Glenn Raswyck, past director of the HAFCI Rock Medicine
program has documented thousands of such interventions,
saving the medical system millions of dollars in costly and
ineffective ER visits while producing better outcomes for
the patient and society.
In the 1980s I also had the privilege of meeting Albert
Hofmann (who discovered LSD and whose initial LSD experience
is described in this article). We followed the path of his
famous Psychedelic Bike Ride in Basel Switzerland up to his
home where his wife served tea to my wife
and me.
He was a fascinating individual and true scholar, sharing
his collection of ancient archeological artifacts with us as
part of his anthropological studies.
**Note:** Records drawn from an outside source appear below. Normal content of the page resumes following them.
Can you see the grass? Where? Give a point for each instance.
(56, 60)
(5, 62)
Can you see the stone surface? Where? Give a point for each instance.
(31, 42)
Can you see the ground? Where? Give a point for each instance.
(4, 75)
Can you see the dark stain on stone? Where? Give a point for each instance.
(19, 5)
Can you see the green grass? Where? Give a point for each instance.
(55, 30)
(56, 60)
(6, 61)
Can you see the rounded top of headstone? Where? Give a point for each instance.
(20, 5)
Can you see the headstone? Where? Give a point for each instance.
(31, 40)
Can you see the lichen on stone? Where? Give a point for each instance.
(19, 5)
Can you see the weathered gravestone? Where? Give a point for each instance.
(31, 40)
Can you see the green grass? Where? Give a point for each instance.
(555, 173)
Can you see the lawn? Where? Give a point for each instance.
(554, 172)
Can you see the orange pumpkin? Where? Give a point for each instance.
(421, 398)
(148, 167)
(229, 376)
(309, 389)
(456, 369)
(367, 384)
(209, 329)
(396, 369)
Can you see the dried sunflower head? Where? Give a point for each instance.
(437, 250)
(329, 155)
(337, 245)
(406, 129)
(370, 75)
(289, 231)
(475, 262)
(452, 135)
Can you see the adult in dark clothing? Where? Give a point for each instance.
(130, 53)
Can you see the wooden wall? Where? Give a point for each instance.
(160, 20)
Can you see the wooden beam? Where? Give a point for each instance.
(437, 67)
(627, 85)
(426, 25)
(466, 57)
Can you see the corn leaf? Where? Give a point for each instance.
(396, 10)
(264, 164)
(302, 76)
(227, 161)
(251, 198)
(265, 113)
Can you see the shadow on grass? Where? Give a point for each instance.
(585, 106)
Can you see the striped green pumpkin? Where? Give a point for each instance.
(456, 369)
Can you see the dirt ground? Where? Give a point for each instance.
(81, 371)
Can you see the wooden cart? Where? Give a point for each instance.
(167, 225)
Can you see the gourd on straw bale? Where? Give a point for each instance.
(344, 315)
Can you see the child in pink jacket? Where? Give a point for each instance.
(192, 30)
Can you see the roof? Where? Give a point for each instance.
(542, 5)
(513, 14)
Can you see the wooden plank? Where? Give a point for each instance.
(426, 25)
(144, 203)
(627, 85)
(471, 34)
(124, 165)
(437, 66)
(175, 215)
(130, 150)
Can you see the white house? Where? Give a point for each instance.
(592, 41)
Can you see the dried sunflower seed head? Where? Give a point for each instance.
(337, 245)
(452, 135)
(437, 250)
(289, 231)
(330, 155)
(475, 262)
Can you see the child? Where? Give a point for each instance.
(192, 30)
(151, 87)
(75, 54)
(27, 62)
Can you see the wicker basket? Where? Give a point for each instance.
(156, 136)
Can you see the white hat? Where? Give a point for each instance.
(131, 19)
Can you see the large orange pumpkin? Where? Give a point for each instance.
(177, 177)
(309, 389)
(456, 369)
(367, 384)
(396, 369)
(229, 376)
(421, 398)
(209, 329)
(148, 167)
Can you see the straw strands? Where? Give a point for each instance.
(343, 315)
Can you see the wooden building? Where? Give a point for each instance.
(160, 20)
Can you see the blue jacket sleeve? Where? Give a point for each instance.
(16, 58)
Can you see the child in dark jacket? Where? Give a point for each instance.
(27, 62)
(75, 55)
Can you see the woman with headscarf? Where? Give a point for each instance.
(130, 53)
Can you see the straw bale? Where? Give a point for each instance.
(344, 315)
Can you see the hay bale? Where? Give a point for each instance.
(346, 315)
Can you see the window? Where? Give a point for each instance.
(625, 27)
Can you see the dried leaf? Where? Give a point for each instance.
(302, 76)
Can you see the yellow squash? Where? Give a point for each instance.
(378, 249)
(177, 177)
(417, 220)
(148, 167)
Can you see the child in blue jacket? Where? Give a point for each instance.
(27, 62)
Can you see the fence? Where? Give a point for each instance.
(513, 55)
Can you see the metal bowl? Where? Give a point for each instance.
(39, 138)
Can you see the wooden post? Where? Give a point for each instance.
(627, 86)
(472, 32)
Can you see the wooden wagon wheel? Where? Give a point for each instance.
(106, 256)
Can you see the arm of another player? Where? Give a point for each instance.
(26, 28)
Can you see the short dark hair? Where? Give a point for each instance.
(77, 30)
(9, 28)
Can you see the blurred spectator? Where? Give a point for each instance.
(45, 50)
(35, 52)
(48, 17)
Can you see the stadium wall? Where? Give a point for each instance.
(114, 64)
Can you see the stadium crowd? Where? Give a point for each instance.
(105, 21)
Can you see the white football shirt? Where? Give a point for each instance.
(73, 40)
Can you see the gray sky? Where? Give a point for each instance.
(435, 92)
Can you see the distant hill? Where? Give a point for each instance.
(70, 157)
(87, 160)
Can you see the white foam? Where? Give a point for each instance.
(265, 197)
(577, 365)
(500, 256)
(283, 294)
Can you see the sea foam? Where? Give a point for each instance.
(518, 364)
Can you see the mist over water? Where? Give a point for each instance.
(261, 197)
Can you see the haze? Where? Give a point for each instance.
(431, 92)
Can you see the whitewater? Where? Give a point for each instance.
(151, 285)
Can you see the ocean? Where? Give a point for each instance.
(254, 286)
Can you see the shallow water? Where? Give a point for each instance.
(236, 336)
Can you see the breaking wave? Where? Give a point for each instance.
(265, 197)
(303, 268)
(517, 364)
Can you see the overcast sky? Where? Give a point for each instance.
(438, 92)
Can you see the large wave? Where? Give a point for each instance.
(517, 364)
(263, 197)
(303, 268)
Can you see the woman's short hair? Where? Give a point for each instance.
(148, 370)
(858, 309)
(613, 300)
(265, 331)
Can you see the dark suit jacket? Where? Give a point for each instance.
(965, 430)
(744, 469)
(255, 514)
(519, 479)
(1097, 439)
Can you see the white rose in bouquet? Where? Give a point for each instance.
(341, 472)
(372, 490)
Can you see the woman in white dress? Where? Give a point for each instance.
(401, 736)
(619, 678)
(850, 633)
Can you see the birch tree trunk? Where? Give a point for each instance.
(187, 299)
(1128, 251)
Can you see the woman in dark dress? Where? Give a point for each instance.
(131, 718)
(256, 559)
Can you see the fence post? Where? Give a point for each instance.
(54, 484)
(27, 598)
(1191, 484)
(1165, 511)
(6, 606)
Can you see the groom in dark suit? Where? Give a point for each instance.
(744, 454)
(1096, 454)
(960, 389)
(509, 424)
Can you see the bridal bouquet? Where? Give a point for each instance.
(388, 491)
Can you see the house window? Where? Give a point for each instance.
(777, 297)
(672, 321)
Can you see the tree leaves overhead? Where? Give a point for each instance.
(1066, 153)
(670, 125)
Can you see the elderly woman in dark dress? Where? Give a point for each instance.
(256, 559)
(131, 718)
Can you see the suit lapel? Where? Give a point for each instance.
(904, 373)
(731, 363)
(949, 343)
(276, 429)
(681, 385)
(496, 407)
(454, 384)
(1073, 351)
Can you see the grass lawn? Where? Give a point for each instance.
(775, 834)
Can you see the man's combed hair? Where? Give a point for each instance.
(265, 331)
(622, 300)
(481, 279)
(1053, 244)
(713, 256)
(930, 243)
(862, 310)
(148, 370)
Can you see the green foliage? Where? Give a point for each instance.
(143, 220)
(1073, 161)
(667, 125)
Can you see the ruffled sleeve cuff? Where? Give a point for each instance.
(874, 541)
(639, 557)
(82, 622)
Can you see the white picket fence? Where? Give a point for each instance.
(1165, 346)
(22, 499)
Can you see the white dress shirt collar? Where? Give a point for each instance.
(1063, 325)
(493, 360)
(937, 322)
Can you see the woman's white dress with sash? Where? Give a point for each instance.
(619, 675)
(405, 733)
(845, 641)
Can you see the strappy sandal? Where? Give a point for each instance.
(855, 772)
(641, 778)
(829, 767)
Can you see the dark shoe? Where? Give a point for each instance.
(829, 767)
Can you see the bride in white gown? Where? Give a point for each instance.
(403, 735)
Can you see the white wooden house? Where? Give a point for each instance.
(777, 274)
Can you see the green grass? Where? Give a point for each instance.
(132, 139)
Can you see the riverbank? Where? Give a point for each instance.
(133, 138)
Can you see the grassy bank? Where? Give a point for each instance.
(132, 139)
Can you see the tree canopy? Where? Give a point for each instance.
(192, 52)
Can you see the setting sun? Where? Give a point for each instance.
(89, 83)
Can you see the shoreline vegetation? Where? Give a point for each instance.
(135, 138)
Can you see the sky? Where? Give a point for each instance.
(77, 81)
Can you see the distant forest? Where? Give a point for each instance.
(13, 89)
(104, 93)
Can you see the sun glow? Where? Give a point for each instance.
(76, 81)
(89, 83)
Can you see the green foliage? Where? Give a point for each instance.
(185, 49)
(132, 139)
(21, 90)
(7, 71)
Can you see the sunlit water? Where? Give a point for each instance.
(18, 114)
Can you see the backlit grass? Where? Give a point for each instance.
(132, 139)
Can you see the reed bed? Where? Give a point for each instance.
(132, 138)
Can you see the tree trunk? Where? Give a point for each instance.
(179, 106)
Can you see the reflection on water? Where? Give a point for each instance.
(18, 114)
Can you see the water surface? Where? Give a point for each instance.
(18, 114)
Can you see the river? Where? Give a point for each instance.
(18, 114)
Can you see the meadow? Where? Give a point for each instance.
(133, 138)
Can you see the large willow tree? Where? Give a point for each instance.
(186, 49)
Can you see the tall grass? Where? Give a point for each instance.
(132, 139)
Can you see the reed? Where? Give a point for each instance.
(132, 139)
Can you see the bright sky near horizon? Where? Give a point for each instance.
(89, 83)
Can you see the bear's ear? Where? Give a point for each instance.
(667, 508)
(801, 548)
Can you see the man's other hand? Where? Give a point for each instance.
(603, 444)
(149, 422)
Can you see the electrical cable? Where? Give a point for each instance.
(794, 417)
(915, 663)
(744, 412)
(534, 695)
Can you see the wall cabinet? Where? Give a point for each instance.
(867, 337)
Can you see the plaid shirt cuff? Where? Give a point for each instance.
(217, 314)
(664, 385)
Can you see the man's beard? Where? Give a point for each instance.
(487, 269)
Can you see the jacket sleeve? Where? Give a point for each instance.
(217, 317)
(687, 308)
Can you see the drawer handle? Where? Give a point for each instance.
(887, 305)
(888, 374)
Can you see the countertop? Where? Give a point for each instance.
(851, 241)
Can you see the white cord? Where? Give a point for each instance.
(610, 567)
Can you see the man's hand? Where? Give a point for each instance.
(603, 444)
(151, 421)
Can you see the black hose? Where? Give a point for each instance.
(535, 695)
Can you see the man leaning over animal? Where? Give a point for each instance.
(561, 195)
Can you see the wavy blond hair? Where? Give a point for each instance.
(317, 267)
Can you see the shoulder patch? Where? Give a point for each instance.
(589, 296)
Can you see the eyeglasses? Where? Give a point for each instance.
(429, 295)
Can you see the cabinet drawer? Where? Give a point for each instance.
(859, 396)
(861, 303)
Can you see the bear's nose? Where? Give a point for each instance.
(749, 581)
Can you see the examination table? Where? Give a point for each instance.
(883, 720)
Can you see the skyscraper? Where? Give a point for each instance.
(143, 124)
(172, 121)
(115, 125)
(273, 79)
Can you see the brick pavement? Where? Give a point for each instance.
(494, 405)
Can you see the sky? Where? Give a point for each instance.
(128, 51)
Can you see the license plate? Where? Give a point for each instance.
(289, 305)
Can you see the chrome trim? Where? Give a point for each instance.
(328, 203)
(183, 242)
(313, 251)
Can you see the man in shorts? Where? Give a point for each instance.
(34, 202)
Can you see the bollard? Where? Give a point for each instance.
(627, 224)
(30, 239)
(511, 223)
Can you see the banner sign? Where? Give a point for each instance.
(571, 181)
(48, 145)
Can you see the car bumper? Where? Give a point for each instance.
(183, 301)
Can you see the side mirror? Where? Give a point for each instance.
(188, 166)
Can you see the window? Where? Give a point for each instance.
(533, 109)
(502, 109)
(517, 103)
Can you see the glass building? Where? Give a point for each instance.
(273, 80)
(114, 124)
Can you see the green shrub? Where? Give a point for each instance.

During the course of
our visit we were thrilled to see copies of the original
Journal of Psychedelic Drugs and subsequent Journal of
Psychoactive Drugs in his library with our names on the
copies. He complimented our publication and of course we
were in awe of him. It was truly a memorable experience.
The stroll down memory lane started by the reprinting of
articles from volume 1, issue 1 of the Journal of
Psychedelic Drugs on our website continues today as society
renews its fascination with the Summer of Love. On the
fortieth anniversary of the Summer of Love, there was an
exhibit featuring the 1967 Haight Ashbury culture and the
era at the Whitney Museum in New York City. It was one of
the most attended exhibits in the history of the Whitney and
prompted a call from my daughter, who was visiting New York.
The Journal of Psychedelic Drugs and this article were on
display at the exhibit and my daughter was excited that her
father was now featured in a museum.
The legacy of the Journal with its guiding nonjudgmental
Free Clinic philosophy, “Health Care is a Right not a
Privilege” continues on and I have been proud to be a part
of it.
As Barack Obama stated in his book The Audacity of Hope,
“Past history is not dead and buried, it is not even dead.”
LSD as the most potent CNS drug known to man still needs to
be studied objectively to maximize its benefits and minimize
its dangers.
In looking back over my 45-year fascination with LSD and
rereading this article, the contents of which were built on
the shoulders of now-deceased scientific greats such as Sid
Cohen and Fred Meyers, I am reminded of another Grateful
Dead line: “What a long, strange trip it’s been.”